The History Channel's "The Bible," like so much of so-callled "religious pop culture" is at best putting the desire to convey a particular message ahead of making the best artwork for the medium.

From the History Channel's "The Bible"

HOW IS IT that a miniseries based on the Good Book could evoke sectarian and violent notions of the Divine that would have seemed backward to some even back in the era of melodramatic biblical epic cinema? The History channel’s The Bible, like so much of so-called “religious pop culture,” seemed to be the product of good people trying to do a good thing, but at best putting the desire to convey a particular message ahead of making the best artwork for the medium.

The politics of The Bible seemed to perpetuate an “us vs. them” lens. It left me wishing for a treatment of scripture presented from the perspective of the marginalized, instead of a portrayal of “victory” as being the deaths of people considered different. Couldn’t someone make an Exodus movie about Moses’ neighbors—you know, the ones who saw God’s favor rest on the boy next door, while their son was killed by a psychopathic king? Or one focused on the myriad people groups considered “unclean” and worthy of genocide at the hands of those who claim to speak for God? Or a rendering of John’s Revelation that understands it as a poem about remarkable beginnings, the battles of the human heart, and a love willing to remake the world to set us free from the traps we’ve laid for ourselves? You don’t even have to be that controversial—can’t someone just make a decent movie about Ruth or any of the many cool women in the gospels?

I hope the next Bible adapter might take some inspiration from the great young director Jeff Nichols, whose current film, Mud, manages to tell the truth about violence, present a vision of the South that isn’t a parody, and offer some realistic hope. It finds a surprising corollary in the form of Iron Man 3, which (before it turns into typical comic book bad-guy killfest) offers an enormously important angle on the post-9/11 fear industry. Mud shows that human beings are capable of giving up swords in favor of sacrificial love, and Iron Man 3 understands that in order to get a people to support monstrous cruelty, you have to invent an enemy worse than they think themselves to be.

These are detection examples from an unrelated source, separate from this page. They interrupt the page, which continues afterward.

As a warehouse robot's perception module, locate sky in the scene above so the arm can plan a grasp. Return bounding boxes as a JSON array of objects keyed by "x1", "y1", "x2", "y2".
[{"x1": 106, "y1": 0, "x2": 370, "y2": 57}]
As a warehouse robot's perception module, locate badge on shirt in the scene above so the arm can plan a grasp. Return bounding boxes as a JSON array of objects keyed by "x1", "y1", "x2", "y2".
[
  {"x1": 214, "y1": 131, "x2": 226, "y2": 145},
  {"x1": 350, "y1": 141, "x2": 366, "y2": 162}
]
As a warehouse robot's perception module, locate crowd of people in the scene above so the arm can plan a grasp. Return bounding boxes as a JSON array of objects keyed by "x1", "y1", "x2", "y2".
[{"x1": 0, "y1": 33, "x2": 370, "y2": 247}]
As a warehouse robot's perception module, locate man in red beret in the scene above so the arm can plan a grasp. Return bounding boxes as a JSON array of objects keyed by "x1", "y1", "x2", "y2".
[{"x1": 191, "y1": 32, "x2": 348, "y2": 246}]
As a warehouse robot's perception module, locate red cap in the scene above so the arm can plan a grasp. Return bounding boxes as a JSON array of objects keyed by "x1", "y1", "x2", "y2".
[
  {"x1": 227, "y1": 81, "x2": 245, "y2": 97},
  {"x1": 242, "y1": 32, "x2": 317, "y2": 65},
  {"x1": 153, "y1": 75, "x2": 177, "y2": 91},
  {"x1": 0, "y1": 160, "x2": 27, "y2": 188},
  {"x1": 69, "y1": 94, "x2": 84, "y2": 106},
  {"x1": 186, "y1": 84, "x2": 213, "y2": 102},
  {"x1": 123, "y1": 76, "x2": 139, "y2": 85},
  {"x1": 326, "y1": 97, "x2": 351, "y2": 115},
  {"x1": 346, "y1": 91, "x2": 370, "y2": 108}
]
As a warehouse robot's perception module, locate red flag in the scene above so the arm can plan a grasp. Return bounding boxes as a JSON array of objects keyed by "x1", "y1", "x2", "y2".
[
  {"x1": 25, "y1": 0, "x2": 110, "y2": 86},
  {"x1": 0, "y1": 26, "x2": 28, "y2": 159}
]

One problem with The Bible and many other popular treatments of relig-ious imagery is that these movies and TV shows are so often uncritical of the text and more interested in recruitment to pre-existing ideology than exploration of a frontier. A bigger danger, however, is that in their presentation of a sectarian world controlled by an ultimately genocidal God, they may actually be part of the matrix transcended in Mud and critiqued in Iron Man—you know, the one that allows a so-called “Christian” nation to start wars.